By David Pasternack
A mind-meld between Google's geeky Ph.Ds and Madison Avenue's pony-tailed creative types could kick-start the next generation of advertising. Here's a look at what the deal might yield.
The ad biz rags have been abuzz with news that Google and French ad holding company giant Publicis have, for the past year, been conducting informal talks about how Google can help Publicis figure out how to create next-generation advertising.
Details of the alliance, "based on a shared vision of how new technologies can be used to improve advertising," were vague enough to stimulate a raft of speculation among the chattering classes. Was Google (which has repeatedly denied that it wants to disintermediate agencies) finally getting into the business via a Trojan Horse arrangement? Would Publicis use this leverage to cut out competing giants such as WPP, whose CEO Martin Sorrell has branded Google as a "frienemy?" What wild new ad units would result from the new synergies made possible from a mind-meld between Google's geeky PhDs and Madison Avenue's pony-tailed creative types?
Let's put this idle speculation aside and focus on the real meat of the deal, which (as is characteristic of everything that happens in the online ad business) is about money. Once you follow the money, everything about this deal makes sense. Here's why:
Time is money, and buying Google's media is too annoying
Despite the mythology that big ad agencies are populated exclusively with people who can't even figure out how to open their email messages, the truth is more complicated. The main reason that more ad dollars aren't flowing into digital is that digital is too hard to buy. If you wanted to reach a million people 10 years ago, you could execute this buy in less than 10 minutes with one phone call. To reach the same million people today, you'd have to have a team in place, which would have to spend a week planning, constructing and executing such a digital campaign.
The irony that digital marketing is labor-intensive hasn't been lost on ad agencies, and Google knows this. Unless it can make it much easier for agencies to buy big chunks of its media, agencies won't bother. Time is money, and ad agencies don’t want to spend time and money on projects whose internal management costs are higher than the cost of the media that's purchased.
Agencies won't buy Google's media without an agency discount
But there's a deeper problem with the way Google sells media than the fact that buying media from it is annoying: It's not profitable.
Every form of "traditional" media, including print, radio, TV and outdoor, has an agency discount associated with it. Agencies make a significant share of their earnings from the spread between wholesale and retail media prices -- except with Google and the other search engines. When buying this kind of media, agencies pay retail, even if they're buying millions of clicks a month. So at the end of the month they're faced with a truly rotten choice: either present their clients with a very high bill (retail price plus media management fee) or a bill without a markup (which means they're going out of pocket running the search campaign).

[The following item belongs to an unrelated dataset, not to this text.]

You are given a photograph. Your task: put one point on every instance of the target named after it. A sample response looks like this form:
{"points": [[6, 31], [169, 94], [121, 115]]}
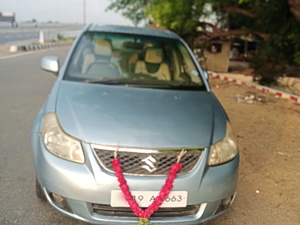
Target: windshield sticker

Given their druthers, agencies wouldn't touch search for this reason alone; those that do will do so as an accommodation, which they do grudgingly in order to keep other profitable parts of the client's business. If Google seriously wants agencies to pony up serious cash, it will have to cut them a break on price.
What will this deal yield?
Google will do two substantive things for Publicis: first, provide it an agency discount (which it will eventually have to open up to other competing ad agencies), and second, figure out some way to vastly simplify all the complicated decisions required to run digital campaigns. Both of these steps are easy to take and will likely be accomplished within a year.
Coming up with a "universal digital marketing dashboard" is a dream that tech-challenged marketers have had for years; the problem with such dashboards is that they're inherently unreliable, and inherently wasteful. They conceal the minutia, and the secret of running effective digital campaigns is to optimize all of the complicated moving parts, which means "working under the hood."
Beyond this, Google clearly has an agenda that it will be busy selling to Publicis, namely how to extract value from numerous expensive properties it has acquired over the years which, from a revenue perspective, have been either disappointing or abject failures. By this I mean YouTube, dMarc, and its various offline media initiatives. None of these have served Google's advertising system; perhaps one of Publicis' old media, pony-tailed creative types can tell Google how to fix them.